Que représente alors la nudité au cours du livre de la Genèse ? Le verset qui conclut le passage précédent notre extrait est le suivant : “L’homme et sa femme étaient8 tous deux nus, et ils n’en avaient point honte.” (Genèse 2, 25). La clef de lecture est donc ce sentiment de honte : la honte, que le CNRTL définit comme un “effet d’opprobre entraîné par un fait, une action transgressant une norme éthique ou une convenance (d’un groupe social, d’une société) ou par une action jugée avilissante par rapport à la norme (d’un groupe social, d’une société)”. C’est donc un moyen de protection de la dignité humaine : l’absence de honte vient de l’absence de risque quant au respect de l’intégrité de l’homme et de la femme. Au jardin d’Eden, la communication, la complicité et la sincérité sont complètes ; comme on l’apprend dans Genèse 3, 24 : “C’est pourquoi l’homme quittera son père et sa mère, et s’attachera à sa femme, et ils deviendront une seule chair.” Une fois leur nudité dévoilée, la honte permet au couple originel de limiter et retenir ses pulsions, liées à la découverte de leur sexualité. L’union idéale qui prévalait auparavant disparaît, pour laisser place à des tensions internes dans la relation de l’homme et de la femme (verset 15), qui demandent alors la honte et les vêtements comme protection personnelle.

Que retenir en dissertation ?

L’idée principale de cet extrait peut se résumer ainsi : avant le péché originel, l’homme et la femme n’était pas sexués : leur corps ne ressentait pas les contingences propres à l’être humain, comme la souffrance, le désir, le plaisir, les pulsions et passions. Quand Eve et Adam croquent dans la pomme défendue, Dieu les punit pour lui avoir désobéi. En effet, ils ont corrompu, par cette nourriture, leur corps, créé à l’image de Dieu. La punition divine est justement de donner à Adam et Eve le nom d’homme (sexe masculin) et de femme (sexe féminin), et ce corps sexué souffre et travaille pour se nourrir et se reproduire. La honte que le couple originel éprouve découle de la découverte de l’idée de nudité, par laquelle ils prennent conscience de leur corps et de leur différence.

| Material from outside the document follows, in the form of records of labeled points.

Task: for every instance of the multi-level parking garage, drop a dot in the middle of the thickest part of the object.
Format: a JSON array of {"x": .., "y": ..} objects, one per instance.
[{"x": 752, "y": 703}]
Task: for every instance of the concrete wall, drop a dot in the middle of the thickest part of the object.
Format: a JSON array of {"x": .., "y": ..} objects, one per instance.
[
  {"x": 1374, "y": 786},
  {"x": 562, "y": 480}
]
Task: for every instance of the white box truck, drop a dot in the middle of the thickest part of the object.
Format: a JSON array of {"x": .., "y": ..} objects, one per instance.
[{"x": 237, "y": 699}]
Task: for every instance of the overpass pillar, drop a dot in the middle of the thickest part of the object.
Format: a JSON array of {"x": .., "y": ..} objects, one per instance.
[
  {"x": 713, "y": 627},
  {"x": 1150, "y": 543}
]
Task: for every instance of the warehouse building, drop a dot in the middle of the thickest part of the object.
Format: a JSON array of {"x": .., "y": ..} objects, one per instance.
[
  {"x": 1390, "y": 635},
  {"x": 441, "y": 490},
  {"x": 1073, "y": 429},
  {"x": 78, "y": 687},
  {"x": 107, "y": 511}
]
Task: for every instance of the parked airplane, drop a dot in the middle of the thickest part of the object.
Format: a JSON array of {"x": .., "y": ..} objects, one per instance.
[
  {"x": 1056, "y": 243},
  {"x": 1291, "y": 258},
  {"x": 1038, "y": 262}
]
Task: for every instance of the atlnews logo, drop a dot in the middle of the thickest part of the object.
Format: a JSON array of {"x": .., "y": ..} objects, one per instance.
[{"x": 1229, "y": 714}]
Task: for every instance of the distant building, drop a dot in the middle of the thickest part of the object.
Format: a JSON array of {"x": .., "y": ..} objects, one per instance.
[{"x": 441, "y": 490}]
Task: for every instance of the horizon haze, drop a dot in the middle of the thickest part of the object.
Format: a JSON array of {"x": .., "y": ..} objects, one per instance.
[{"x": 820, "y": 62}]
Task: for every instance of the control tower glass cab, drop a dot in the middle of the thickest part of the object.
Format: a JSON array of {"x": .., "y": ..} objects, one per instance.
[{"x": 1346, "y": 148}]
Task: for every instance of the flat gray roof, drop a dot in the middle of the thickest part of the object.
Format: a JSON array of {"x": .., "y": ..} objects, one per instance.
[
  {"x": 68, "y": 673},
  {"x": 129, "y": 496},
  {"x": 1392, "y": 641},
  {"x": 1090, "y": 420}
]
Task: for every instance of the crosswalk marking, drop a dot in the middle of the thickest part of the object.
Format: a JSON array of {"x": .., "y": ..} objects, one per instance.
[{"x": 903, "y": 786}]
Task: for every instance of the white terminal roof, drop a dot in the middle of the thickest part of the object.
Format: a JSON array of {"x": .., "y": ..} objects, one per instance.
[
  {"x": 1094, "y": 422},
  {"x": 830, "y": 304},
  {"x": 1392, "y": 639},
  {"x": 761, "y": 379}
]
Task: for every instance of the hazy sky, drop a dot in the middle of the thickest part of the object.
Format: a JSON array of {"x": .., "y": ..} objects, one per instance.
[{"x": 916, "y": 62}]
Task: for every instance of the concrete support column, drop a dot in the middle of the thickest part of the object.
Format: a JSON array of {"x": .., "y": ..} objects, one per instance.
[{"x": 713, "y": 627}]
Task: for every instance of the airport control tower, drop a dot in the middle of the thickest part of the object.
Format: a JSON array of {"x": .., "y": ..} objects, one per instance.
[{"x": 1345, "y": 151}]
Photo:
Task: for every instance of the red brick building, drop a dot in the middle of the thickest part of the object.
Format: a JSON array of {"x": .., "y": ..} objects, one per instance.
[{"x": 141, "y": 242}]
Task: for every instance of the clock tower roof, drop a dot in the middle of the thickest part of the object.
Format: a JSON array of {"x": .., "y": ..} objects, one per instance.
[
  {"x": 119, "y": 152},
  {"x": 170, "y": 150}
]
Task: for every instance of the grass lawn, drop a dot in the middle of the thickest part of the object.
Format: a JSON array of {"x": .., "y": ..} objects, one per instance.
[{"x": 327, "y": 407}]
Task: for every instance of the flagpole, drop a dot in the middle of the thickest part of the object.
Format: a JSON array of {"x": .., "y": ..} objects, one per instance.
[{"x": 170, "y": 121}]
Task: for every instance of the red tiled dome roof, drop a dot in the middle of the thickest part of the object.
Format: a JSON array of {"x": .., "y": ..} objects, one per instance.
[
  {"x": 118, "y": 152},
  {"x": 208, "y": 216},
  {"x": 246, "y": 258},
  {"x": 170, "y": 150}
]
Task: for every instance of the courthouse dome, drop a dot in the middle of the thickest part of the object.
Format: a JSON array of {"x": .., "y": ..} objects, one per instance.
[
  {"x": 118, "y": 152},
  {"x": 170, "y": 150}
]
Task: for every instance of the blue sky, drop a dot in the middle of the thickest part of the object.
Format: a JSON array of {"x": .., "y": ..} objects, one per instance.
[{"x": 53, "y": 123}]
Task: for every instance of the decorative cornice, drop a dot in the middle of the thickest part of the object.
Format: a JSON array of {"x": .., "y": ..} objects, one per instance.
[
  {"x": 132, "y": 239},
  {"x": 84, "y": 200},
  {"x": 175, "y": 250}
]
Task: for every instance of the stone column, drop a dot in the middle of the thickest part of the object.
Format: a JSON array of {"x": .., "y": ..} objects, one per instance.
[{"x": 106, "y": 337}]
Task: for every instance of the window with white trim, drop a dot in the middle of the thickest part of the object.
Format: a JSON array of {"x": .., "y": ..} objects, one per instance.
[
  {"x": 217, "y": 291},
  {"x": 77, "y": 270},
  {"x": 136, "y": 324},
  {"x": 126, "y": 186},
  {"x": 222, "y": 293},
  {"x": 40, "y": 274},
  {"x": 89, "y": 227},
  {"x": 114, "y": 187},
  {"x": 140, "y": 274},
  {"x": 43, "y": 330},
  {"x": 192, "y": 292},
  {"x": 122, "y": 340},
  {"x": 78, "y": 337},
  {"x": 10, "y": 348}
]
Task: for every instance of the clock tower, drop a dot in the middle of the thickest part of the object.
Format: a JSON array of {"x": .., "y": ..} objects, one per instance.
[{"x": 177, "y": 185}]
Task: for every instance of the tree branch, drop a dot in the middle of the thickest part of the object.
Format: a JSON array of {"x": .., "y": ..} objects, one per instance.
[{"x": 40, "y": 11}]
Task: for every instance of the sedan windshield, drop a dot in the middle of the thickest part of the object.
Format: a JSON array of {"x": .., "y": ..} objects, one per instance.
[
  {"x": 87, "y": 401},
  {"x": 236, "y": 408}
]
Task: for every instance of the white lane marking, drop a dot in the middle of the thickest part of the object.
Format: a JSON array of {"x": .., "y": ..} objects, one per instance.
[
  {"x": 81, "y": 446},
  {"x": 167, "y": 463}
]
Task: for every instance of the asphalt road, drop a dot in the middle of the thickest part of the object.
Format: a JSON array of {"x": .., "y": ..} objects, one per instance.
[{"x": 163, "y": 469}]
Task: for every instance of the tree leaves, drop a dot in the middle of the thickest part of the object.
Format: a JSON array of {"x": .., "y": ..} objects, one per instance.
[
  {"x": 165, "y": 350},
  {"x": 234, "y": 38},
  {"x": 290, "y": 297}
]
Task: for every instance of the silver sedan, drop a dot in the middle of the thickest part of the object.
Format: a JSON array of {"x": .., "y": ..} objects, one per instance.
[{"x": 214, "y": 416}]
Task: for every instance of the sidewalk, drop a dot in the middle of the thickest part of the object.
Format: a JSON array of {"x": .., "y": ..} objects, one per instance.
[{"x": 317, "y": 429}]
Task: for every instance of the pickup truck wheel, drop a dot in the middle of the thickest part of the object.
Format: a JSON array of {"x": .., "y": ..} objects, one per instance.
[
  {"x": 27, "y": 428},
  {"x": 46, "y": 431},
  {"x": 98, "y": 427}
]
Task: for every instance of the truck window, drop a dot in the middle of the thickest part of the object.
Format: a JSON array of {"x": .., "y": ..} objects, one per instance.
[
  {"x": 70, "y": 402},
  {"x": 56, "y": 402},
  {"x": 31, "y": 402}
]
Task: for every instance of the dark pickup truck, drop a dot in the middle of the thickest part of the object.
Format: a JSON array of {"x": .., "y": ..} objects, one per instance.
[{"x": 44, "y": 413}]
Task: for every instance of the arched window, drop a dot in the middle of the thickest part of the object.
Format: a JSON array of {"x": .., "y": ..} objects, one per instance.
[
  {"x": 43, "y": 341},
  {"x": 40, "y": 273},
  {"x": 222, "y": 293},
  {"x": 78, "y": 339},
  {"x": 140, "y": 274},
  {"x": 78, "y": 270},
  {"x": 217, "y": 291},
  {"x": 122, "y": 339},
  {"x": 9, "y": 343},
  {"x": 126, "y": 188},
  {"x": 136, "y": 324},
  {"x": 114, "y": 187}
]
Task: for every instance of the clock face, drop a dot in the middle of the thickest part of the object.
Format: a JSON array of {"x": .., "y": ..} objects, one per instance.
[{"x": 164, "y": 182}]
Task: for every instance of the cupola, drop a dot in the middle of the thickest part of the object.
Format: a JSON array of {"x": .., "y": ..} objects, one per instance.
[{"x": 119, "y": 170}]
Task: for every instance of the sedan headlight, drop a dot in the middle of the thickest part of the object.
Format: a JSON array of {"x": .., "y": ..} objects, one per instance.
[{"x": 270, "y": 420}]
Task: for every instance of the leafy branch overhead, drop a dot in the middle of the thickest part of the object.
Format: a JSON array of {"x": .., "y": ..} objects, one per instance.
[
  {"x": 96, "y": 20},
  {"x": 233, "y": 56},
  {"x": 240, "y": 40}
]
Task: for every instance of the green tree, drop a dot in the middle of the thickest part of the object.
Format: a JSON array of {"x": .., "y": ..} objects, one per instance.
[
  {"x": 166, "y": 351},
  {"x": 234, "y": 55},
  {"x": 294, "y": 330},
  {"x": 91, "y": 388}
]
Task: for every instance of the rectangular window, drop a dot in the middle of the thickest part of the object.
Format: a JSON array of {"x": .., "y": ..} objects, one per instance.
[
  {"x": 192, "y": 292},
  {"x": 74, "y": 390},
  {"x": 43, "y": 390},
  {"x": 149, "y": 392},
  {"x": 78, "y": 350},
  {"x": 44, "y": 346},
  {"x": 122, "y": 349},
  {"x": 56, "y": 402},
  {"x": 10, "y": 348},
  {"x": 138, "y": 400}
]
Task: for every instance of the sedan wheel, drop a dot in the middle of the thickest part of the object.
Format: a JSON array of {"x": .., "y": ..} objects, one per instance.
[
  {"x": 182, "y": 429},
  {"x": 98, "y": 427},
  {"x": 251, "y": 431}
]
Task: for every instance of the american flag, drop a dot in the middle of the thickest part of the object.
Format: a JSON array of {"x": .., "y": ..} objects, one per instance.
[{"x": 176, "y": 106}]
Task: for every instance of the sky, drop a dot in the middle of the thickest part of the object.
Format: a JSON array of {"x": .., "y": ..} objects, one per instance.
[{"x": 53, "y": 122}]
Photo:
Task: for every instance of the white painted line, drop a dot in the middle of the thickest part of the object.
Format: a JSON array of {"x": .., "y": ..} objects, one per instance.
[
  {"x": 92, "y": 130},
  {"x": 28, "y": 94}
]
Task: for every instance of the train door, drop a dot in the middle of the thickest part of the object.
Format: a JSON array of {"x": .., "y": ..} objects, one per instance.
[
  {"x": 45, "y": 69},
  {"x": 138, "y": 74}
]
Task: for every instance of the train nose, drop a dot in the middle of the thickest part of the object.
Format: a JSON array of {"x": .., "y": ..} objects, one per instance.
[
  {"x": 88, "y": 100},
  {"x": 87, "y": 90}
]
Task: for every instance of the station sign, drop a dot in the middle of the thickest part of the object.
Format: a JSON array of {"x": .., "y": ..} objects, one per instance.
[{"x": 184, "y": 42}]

  • Nus, homme et femme jouissent d’une communication parfaite et d’un rapport mutuel sincère ; leur corps s’offre alors sans médiation, et ils n’en éprouvent aucune honte.
  • La découverte de l’arbre de la connaissance donne au couple la conscience du regard de l’autre, un regard qui peut être protecteur comme prédateur. La conscience de leur nudité, par la honte qu’ils en ressentent, est une protection face à la souffrance qu’ils peuvent alors s’infliger.
  • Le rapport complexe à son corps est une caractéristique de la personne humaine : il est source de passions et de pulsions parfois dévastatrices (issues du péché originel), mais permet également l’individualité de chaque homme (à commencer par le nom qu’il reçoit à la naissance) et de la responsabilité sur terre.